En l’espèce, l’examen des pièces versées aux débats par les parties ne démontre pas que M. X a formulé une demande auprès de son employeur au titre du paiement des heures supplémentaires pendant l’exécution de son contrat de travail, ni que la société Viz Media Europe s’est volontairement soustraite à l’obligation de régler les heures supplémentaires.

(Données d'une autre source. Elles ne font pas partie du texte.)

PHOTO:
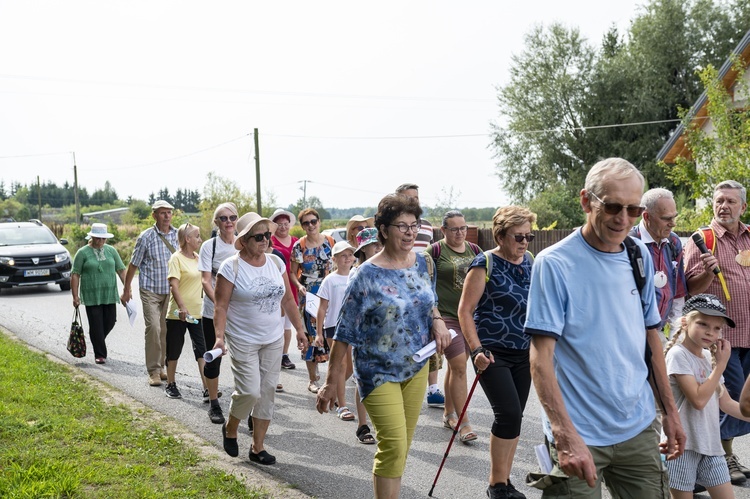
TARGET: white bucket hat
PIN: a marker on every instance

L’intention de l’employeur faisant défaut, la demande d’indemnité forfaitaire est rejetée.
PAR CES MOTIFS
La Cour, statuant publiquement par arrêt contradictoire et rendu en dernier ressort, mis à disposition au greffe,
Confirme le jugement en ce qu’il a rejeté la demande formée par M. X au titre de l’indemnité pour travail dissimulé ;
Infirme le jugement pour le surplus ;
Et statuant à nouveau,
Dit que le licenciement de M. X est dépourvu de cause réelle et sérieuse,
Condamne la société Viz Media Europe à payer à M. X les sommes suivantes, avec intérêts au taux légal à compter de la convocation de l’employeur par le conseil de prud’hommes pour les sommes à caractère salarial et à compter du prononcé de l’arrêt pour celles à caractère indemnitaire, et avec capitalisation des intérêts :
— 45 000 € à titre de dommages et intérêts pour licenciement sans cause réelle et sérieuse,
— 14 790,90 € bruts à titre d’indemnité compensatrice de préavis et 1 479,09 € bruts au titre des congés payés y afférents,
— 1 000 € au titre du préjudice moral résultant de l’accusation non-fondée de suppression des fichiers professionnels,
— 4 135,63 € bruts et 413,56 € bruts au titre des heures supplémentaires pour 2014,
— 7 800 € bruts et 780 € au titre des heures supplémentaires pour 2015,
— 3 000 € en application de l’article 700 du code de procédure civile ;
Ordonne la remise par la société Viz Media Europe au profit de M. X de bulletins de salaire, d’une attestation destinée à Pôle emploi et d’un certificat de travail conformes à l’arrêt dans le délai d’un mois suivant la notification de l’arrêt ;
Ordonne à l’employeur de rembourser aux organismes concernés les indemnités de chômage versées à la salariée dans la limite de trois mois d’indemnités,
Déboute les parties de leurs autres demandes,
Condamne la société Viz Media Europe au paiement des dépens de première instance et d’appel.